Joshua Steinglass followed up Todd Blanche's closing argument by shifting the spotlight to the defendant himself

Published May 28, 2024 4:03PM (EDT)

Participants seen holding signs outside the New York Criminal Court. (Erik McGregor/LightRocket via Getty Images)
Participants seen holding signs outside the New York Criminal Court. (Erik McGregor/LightRocket via Getty Images)

On Tuesday afternoon, Manhattan prosecutor Joshua Steinglass presents the state's closing argument against former President Donald Trump, seeking to reframe the case after two hours of defense arguments that it all relies on the credibility of one Michael Cohen.

Steinglass began by arguing that that the case is not in fact about Trump’s former fixer. “That’s a deflection,” Steinglass told the jury, CNN reported. “It’s about Mr. Trump and whether he should be held accountable for making false business entries in his own business records,” he continued, and "whether he and his staff did that to cover up election interference.”

The prosecutor reminded the jury of the testimony from David Pecker, former publisher of the National Enquirer, and his stated belief that Trump had an affair with Playboy model Karen McDougal. Trump has denied the affair but, Steinglass noted, Pecker testified that the former president had described her as a "nice girl," indicating that he knew her.

Steinglass called Pecker's testimony "powerful evidence of the defendant’s involvement, wholly apart from Cohen."

The prosecution also went through the interactions between National Enquirer editor Dylan Howard, Michael Cohen, and celebrity lawyer Keith Davidson's interactions. Howard, as an editor at the National Enquirer, worked with Cohen to buy the silence of Stormy Daniels, who had been represented by Davidson.

 "Howard tells Cohen Davidson rejected their offer. Howard tells Cohen that he implored Davidson to get it done. They agree on the broad strokes of the deal," Steinglass said. 

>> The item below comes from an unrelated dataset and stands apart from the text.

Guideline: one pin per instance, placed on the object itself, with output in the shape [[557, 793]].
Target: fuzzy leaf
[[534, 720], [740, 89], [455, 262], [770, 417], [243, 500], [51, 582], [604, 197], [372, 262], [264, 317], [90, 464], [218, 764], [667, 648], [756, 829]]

He then read out a text message from Davidson joking that the two should get him an ambassadorship to the Isle of Man for all of his work on getting the deal done.

"Why is the joke funny? The joke is funny because it's a palpable recognition of what they're doing. They're helping Mr. Trump get elected," Steinglass explained.

The former president has been charged with 34 counts of falsifying business records. And while the charges against him stem from his reimbursement payments to Cohen, who paid off adult movie star Daniels, Steinglass reminded the jury that Cohen’s “significance in this case is that he provides context and color to the documents, the phone records.”

In fact, each criminal charge Trump faces is directly related to a specific entry among the business records of his organization. Steinglass said jurors should see Cohen as "like a tour guide through the physical evidence," and that while his own credibility has been questioned, "those documents don't lie and they don't forget."